Decía José Ortega y Gasset que “hay tantas realidades como puntos de vista. El punto de vista crea el panorama”. Si aceptamos lo que plantea, bajo la lupa de lo que ocurrió el 15 de diciembre en el Pascual Guerrero, la realidad que se percibe da cuenta de un panorama completamente desalentador: negro por donde se lo mire. Todavía más, amigo lector, cuando el Ministerio del Interior, siguiendo instrucciones del presidente de la república, desea sacar a la fuerza policial de los estadios.
Esta es una medida que se debe debatir desde muchos puntos de vista, pero apenas voy a abordar dos. En primer lugar, hay que preguntarse si es legal que la seguridad privada haga de policía, sabiendo de antemano que es lo que se desea desde el gobierno: que los clubes colombianos paguen su propia seguridad dentro y fuera de los estadios.
No es esta propuesta, en segundo lugar, una manera de lavarse las manos, de quitarse cualquier responsabilidad gubernamental frente a la violencia que hoy persigue al rentado nacional. Este es un interrogante que también deja mucha tela para cortar, entendiendo el talante progresista de las decisiones que se toman desde palacio.
Sin duda alguna, lo que se avecina para la Dimayor no es nada fácil de digerir, porque siempre esta ha contado con la ayuda policial, aunque el problema se haya mantenido o los desmanes de los barristas sea una muestra de la falta de garantías legales para contenerlos.
Hay que entender que si a duras penas la policía puede repeler los ataques de los desadaptados –llámense estos por otros nombres como capuchos, Primera Línea, barras bravas, ciudadanía intransigente, en fin–, ahora qué puede hacer un grupo de seguridad privada enfrentado a una horda de mal llamados hinchas. No hay nada que le garantice alguna protección frente a cualquier procedimiento que obligue el uso de la fuerza.
Desde un punto de vista constitucional, ninguna empresa de seguridad está facultada para realizar la difícil labor de policía.
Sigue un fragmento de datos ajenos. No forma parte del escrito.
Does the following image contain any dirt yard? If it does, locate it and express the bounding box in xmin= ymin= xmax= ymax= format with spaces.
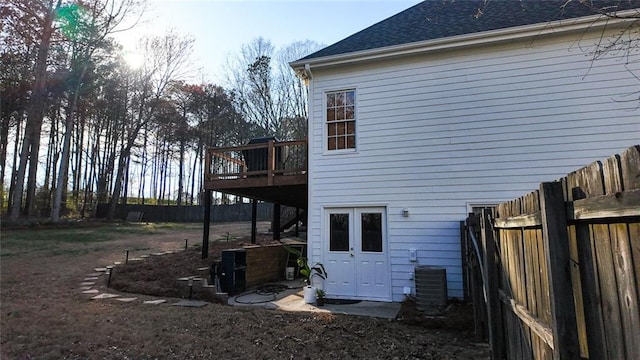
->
xmin=0 ymin=223 xmax=489 ymax=360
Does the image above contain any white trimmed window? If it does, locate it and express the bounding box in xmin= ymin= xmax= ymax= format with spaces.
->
xmin=326 ymin=89 xmax=356 ymax=150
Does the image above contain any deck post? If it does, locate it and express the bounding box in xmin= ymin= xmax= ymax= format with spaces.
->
xmin=271 ymin=203 xmax=280 ymax=241
xmin=202 ymin=190 xmax=211 ymax=259
xmin=251 ymin=198 xmax=258 ymax=244
xmin=296 ymin=207 xmax=300 ymax=237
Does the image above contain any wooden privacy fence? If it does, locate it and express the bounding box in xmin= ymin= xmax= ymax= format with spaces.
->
xmin=463 ymin=146 xmax=640 ymax=360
En ese orden de ideas, todavía no es muy claro lo que se pide al quererlas contratar para un espectáculo como lo es el fútbol. No faltarán los que a través de demandas busquen algún beneficio si esto se llega establecer, conociendo la sociedad garantista que es la nuestra, en donde el bandido es bueno y el bueno es malo.
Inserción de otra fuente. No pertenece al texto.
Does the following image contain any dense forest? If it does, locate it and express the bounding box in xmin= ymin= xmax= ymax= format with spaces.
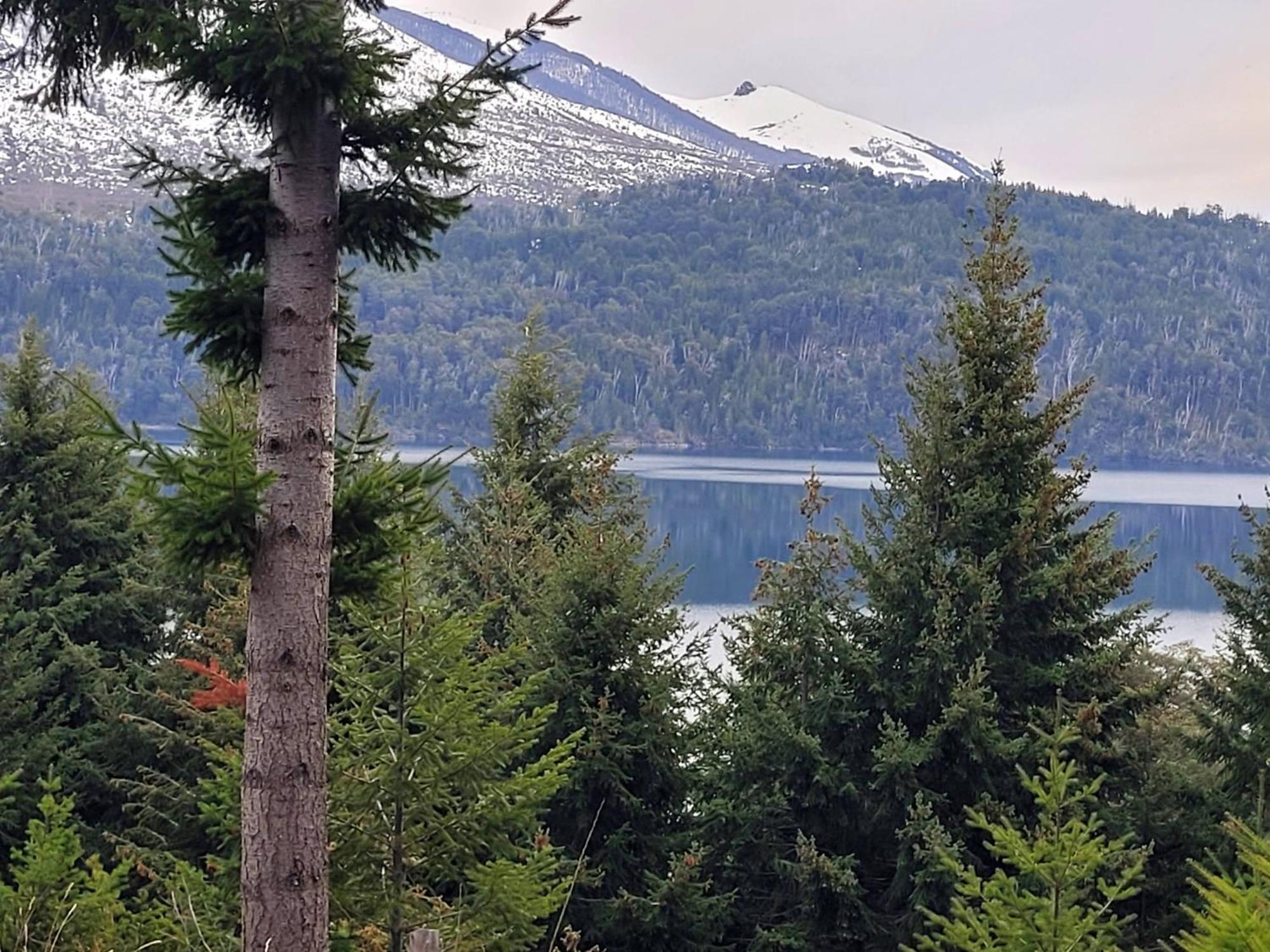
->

¿Será que esta posible medida lleve a que el Estado se desligue de cualquier responsabilidad frente a lo privado, desconociendo la seguridad de las personas que puedan sentirse acosadas adentro y afuera de cualquier estadio? Yo creo que sí: es una forma de desproteger a lo privado, pero sin que se responsabilice al Estado de cualquier incidente violento.
Si la cuestión pasa por una medida progresista, pues Colombia va de culo para el barranco como se dice en mi pueblo. ¿Es que se busca crear una cultura pacifista con el barrista, cuando su enemigo común es la hinchada de sus eternos rivales y siempre ha faltado a su palabra de no hacer daño? Los ejemplos son muchos, así que no se puede experimentar con la tranquilidad de aquel que quiere ir a ver a su equipo, pero con la garantía de regresar a su casa.
Cali no se merece más actos violentos, los cuales se agudizaron después del Paro Nacional y a la fecha son muestra de la anarquía que allí reina. Anarquía que fue patrocinada por el alcalde de entonces –Jorge Iván Ospina–, y que por lo que se ve quiere reinar si la policía se va de los escenarios deportivos.
En conclusión, creo que todo esto se resuelve con leyes, garantizándole a la fuerza pública su labor y sus procedimientos, tal como pasó en Reino Unido con los Hooligans. Bajo el gobierno de Margaret Thatcher –tengamos en cuenta la sanción que recibió el futbol inglés a causa de los desmanes ocasionados por hinchas del Liverpool en la final de la Copa de Campeones de 1985–, Inglaterra persiguió a los violentos con mano de hierro, hasta el punto que se erradicó cualquier acto desmedido provocado por estos. ¿Estará dispuesto Petro a perseguir a los que bandalizan las calles de Cali? Cada quien es libre de contestar como quiera.